Go Error Handling

The error Interface

Errors are values, not exceptions
// The error interface
type error interface {
    Error() string
}

// Check errors immediately after the call
f, err := os.Open("/etc/hosts")
if err != nil {
    log.Fatal(err)
}
defer f.Close()

Go has no try/catch. Errors are returned as the last value. The caller decides what to do.

Creating Errors

errors.New and fmt.Errorf
// Sentinel error — package-level variable
var ErrNotFound = errors.New("not found")

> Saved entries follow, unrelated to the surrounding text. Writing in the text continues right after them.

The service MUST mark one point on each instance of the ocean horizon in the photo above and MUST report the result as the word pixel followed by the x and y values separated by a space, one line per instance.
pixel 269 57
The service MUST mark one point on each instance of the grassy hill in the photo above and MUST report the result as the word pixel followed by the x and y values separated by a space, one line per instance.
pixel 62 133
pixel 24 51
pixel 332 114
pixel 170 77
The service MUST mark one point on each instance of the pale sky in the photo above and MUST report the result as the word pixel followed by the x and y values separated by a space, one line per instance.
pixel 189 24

// Formatted error with context
func findHost(name string) (*Host, error) {
    return nil, fmt.Errorf("host %q not found in inventory", name)
}

Wrapping Errors

%w wraps an error, preserving the chain
func readConfig(path string) ([]byte, error) {
    data, err := os.ReadFile(path)
    if err != nil {
        return nil, fmt.Errorf("readConfig: %w", err)
    }
    return data, nil
}

// Caller unwraps to find root cause
if errors.Is(err, os.ErrNotExist) {
    fmt.Println("config file missing")
}

%w (not %v) wraps the error so errors.Is and errors.As can traverse the chain.

errors.Is and errors.As

Check identity and extract typed errors
// errors.Is — does any error in the chain match?
if errors.Is(err, os.ErrPermission) {
    fmt.Println("permission denied")
}

// errors.As — extract a specific error type
var pathErr *os.PathError
if errors.As(err, &pathErr) {
    fmt.Printf("op %s on %s: %v\n", pathErr.Op, pathErr.Path, pathErr.Err)
}

errors.Is checks for identity (sentinel errors). errors.As checks for type and extracts the value. Both traverse the full wrap chain.

Custom Error Types

Implement error for structured errors
type ValidationError struct {
    Field   string
    Message string
}

func (e *ValidationError) Error() string {
    return fmt.Sprintf("validation: %s — %s", e.Field, e.Message)
}

func validatePort(port int) error {
    if port < 1 || port > 65535 {
        return &ValidationError{
            Field:   "port",
            Message: fmt.Sprintf("%d out of range [1-65535]", port),
        }
    }
    return nil
}

Panic and Recover

panic for unrecoverable bugs, recover at API boundaries
// panic — programmer errors only
func MustParse(s string) int {
    n, err := strconv.Atoi(s)
    if err != nil {
        panic(fmt.Sprintf("MustParse(%q): %v", s, err))
    }
    return n
}

// recover — catch panics at boundaries
func safeHandler(w http.ResponseWriter, r *http.Request) {
    defer func() {
        if r := recover(); r != nil {
            log.Printf("panic recovered: %v", r)
            http.Error(w, "internal error", 500)
        }
    }()
    // handler code
}

panic is for bugs, not expected failures. Return error for everything else.

Idiomatic Pattern

Happy path down the left margin
func processFile(path string) error {
    data, err := os.ReadFile(path)
    if err != nil {
        return fmt.Errorf("read: %w", err)
    }

    result, err := parse(data)
    if err != nil {
        return fmt.Errorf("parse: %w", err)
    }

    if err := save(result); err != nil {
        return fmt.Errorf("save: %w", err)
    }

    return nil
}

Each error check adds context and returns immediately. The happy path flows straight down the left margin.